Cuando levanté la mirada, la vi aplaudiendo entre la bruma, con un vestido largo de lamé y el pelo rubio recogido.
—¡Dominic! —oí que gritaba.
Entonces la tuve a mi lado, aferrándome el brazo y besándome en la mejilla.
—¡Estoy tan orgullosa! —me dijo.
Le rodeé la cintura con el brazo: todos los colegas compartían con nosotros ese momento. El ruido de los aplausos fue una triunfal y vigorizante tormenta. Fue maravilloso. Tanto que tardé un par de minutos en centrarme en James Ingram. James era alto. Más o menos de un metro noventa originario de Londres. Nos informó —sin venir a cuento— de que últimamente había reducido mucho sus viajes al exterior.
—Estoy considerando en serio la posibilidad de dejar de trabajar como corresponsal en el extranjero —dijo, y añadió—: Me parece que me estoy haciendo viejo, eso es todo.
Después soltó una carcajada y me felicitó de nuevo.
—¡Me alegro mucho por ti, Dominic! —dijo—. ¡Estoy encantado, de veras!
Tenía una gran dignidad, James Ingram: el pelo canoso cuidadosamente peinado, el acento preciso y aquella mirada impávida y firme, que reflejaba una inconfundible sensación de autoestima sajona.
—¡Ay, querido! —exclamó Casey—. Estoy tan contenta con todo esto.

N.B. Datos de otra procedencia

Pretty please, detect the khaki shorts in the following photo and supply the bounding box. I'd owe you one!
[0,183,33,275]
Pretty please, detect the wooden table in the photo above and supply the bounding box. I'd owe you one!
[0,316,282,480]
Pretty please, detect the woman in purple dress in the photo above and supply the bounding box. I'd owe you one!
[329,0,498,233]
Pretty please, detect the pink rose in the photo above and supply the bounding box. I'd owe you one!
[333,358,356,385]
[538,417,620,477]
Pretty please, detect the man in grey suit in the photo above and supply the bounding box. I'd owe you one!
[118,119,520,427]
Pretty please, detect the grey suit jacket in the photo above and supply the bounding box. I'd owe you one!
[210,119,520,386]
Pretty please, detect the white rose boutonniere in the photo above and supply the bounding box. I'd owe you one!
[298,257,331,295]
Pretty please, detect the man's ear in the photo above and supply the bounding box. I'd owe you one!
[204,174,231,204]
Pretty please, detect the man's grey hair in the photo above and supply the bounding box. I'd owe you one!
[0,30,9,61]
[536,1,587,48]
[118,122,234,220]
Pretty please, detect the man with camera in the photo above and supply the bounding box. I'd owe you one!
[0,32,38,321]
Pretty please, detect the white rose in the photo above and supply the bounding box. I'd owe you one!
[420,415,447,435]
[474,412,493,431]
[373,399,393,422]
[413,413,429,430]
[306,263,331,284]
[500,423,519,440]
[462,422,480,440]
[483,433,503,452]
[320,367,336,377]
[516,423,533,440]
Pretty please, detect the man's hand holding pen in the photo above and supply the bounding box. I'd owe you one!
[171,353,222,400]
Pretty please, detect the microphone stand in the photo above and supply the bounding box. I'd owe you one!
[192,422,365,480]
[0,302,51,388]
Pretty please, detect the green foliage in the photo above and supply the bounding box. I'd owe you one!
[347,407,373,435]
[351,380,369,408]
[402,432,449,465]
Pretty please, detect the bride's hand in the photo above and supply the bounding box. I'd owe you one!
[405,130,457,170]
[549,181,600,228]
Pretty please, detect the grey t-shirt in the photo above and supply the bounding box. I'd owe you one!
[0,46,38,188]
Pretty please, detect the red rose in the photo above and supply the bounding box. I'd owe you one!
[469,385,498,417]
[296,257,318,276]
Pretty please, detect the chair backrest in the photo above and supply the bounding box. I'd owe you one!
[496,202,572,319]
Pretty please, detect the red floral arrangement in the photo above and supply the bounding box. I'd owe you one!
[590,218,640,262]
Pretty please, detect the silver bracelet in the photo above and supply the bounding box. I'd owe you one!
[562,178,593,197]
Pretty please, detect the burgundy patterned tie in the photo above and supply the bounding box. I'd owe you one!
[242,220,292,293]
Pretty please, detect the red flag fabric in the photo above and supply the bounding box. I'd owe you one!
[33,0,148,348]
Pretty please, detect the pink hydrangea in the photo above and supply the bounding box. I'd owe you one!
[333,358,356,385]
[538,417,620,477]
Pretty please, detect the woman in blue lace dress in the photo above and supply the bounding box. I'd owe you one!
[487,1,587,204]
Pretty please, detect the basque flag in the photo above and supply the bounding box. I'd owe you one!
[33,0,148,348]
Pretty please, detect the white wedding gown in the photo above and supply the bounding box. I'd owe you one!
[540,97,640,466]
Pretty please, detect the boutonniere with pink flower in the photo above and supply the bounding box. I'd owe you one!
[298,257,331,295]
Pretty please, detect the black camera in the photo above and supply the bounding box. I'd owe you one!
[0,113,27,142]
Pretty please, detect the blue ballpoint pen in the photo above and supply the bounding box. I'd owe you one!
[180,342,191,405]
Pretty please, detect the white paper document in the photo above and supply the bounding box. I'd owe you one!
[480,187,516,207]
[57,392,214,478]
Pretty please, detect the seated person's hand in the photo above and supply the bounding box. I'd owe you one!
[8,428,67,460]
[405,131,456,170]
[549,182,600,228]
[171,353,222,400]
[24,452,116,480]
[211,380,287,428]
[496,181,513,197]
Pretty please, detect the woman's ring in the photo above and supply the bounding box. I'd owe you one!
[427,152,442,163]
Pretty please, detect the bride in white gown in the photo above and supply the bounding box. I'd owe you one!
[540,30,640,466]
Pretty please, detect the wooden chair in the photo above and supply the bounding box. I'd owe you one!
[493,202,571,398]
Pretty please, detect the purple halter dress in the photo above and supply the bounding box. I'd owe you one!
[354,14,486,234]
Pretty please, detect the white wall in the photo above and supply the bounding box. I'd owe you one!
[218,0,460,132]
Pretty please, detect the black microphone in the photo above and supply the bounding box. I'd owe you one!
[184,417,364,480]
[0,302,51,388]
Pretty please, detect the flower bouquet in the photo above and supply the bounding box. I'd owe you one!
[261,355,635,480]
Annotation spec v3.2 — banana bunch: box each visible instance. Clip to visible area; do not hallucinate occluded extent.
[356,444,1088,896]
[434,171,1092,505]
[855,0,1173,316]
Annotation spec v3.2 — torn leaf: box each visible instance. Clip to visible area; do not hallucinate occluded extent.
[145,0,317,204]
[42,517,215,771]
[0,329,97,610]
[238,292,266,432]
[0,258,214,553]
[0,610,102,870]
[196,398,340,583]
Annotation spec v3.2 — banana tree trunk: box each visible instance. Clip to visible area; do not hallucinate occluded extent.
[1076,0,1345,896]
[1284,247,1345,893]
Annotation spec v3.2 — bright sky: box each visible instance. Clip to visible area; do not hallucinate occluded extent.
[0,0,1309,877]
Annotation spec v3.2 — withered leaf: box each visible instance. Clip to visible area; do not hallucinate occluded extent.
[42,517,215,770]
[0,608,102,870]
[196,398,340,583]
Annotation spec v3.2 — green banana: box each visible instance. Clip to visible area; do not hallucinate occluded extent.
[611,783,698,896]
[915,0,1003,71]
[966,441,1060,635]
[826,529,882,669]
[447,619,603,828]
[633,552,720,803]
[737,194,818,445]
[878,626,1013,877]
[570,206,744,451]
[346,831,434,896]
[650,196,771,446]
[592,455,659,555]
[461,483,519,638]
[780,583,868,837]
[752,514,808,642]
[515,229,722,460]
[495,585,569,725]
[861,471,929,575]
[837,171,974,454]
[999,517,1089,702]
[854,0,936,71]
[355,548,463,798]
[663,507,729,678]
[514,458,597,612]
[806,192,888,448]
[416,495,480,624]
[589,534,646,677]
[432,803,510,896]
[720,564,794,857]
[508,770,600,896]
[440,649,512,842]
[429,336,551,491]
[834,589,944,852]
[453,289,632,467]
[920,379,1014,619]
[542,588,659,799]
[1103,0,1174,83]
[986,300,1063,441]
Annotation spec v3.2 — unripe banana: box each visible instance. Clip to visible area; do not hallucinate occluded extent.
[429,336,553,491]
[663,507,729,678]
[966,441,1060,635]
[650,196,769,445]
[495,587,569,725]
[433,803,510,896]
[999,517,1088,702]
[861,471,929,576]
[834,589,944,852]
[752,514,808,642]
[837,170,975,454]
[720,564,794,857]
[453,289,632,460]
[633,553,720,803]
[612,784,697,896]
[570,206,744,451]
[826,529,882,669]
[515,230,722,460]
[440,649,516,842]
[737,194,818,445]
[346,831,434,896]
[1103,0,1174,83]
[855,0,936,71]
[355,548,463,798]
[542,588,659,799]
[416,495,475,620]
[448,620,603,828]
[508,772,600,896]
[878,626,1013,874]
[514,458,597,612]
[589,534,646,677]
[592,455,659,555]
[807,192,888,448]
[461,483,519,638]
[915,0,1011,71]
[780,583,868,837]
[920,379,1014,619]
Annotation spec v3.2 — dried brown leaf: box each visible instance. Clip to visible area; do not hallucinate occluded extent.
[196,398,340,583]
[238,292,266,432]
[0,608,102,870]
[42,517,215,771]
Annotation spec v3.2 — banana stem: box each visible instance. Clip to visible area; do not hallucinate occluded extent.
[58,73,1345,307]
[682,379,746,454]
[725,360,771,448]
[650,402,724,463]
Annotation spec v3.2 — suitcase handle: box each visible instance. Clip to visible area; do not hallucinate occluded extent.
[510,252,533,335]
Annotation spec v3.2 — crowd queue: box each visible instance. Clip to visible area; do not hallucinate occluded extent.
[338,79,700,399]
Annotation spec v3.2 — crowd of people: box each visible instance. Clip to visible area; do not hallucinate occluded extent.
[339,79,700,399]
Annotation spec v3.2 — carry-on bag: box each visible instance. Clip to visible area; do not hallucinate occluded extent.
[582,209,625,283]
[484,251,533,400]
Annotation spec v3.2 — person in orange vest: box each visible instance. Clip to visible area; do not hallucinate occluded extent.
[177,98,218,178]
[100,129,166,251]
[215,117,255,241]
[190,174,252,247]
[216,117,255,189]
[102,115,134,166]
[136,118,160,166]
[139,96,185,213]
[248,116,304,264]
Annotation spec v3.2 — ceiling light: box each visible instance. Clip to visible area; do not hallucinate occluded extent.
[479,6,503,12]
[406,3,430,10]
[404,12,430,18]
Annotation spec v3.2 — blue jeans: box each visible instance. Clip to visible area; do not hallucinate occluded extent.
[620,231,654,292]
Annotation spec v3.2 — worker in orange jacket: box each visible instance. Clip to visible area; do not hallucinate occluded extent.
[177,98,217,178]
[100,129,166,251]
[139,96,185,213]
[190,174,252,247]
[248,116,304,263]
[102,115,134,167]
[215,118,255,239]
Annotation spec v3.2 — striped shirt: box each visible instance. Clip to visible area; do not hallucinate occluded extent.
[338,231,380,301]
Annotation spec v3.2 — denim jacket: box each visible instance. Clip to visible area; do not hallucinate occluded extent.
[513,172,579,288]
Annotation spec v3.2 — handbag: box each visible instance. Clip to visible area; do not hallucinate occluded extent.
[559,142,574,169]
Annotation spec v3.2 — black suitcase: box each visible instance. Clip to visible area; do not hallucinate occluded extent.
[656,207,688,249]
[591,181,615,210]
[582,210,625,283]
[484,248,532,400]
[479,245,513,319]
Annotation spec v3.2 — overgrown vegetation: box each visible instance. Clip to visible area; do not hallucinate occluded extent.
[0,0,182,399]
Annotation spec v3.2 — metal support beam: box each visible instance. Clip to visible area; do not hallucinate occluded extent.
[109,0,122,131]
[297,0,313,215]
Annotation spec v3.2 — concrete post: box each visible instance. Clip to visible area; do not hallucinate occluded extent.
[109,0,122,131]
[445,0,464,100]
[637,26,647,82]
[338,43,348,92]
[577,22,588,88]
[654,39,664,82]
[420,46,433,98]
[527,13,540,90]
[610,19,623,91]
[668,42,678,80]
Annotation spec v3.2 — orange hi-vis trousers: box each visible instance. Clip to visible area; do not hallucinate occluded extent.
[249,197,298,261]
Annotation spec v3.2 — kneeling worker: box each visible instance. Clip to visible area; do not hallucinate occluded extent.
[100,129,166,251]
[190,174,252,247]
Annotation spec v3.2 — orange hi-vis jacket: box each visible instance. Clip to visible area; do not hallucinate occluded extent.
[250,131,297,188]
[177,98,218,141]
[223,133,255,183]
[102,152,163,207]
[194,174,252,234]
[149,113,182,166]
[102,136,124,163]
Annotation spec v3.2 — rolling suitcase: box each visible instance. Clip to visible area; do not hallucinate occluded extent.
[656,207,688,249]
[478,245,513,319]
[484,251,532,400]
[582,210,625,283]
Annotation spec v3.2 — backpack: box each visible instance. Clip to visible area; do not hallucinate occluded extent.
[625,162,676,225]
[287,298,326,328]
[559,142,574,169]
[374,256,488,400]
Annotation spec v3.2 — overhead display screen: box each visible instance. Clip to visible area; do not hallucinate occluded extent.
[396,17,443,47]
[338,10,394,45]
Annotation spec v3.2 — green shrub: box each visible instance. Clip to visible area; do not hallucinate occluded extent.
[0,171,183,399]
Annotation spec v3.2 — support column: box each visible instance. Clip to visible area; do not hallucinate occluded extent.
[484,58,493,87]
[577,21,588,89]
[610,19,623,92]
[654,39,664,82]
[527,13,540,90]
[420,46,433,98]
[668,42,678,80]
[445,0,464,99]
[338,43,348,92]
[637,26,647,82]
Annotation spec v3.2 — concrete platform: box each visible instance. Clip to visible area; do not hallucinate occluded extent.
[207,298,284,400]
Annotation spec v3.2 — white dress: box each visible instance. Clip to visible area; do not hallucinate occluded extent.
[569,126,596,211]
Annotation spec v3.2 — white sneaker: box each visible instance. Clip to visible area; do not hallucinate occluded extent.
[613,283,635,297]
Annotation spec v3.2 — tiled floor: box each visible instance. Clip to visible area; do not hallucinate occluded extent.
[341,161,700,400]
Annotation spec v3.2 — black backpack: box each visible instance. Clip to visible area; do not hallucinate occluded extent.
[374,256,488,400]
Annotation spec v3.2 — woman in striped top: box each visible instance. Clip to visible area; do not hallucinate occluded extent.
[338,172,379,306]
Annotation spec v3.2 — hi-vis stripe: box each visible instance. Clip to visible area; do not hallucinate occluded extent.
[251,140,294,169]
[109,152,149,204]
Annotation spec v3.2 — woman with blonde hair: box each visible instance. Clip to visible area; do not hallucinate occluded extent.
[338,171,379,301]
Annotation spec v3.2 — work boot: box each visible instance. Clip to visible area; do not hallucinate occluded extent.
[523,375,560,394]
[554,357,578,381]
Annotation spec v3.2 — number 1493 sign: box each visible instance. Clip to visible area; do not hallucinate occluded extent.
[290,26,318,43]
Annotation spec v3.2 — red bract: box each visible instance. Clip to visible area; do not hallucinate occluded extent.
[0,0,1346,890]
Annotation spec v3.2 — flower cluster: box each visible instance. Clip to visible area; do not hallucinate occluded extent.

Te juro que me siento como una adolescente. ¡No sé qué decir!
Sonreí y atrapé una copa de champán de una bandeja que pasaba. Si a alguien le han dado una segunda oportunidad, pensé, es a mí, a Dominic Tiernan.
Tomé un sorbo del espumoso champán y sonreí.
Y lo mejor de todo era que nadie había descubierto lo de bosque frío, pensé para mis adentros. Nuestro feliz hogar sigue impoluto.
Permitiéndome un pequeño instante privado de autocongratulación, pensé en la vacía playa de Bournemouth y en mis ropas patéticamente dobladas en la arena. La exhaustiva investigación de la policía que había quedado en nada.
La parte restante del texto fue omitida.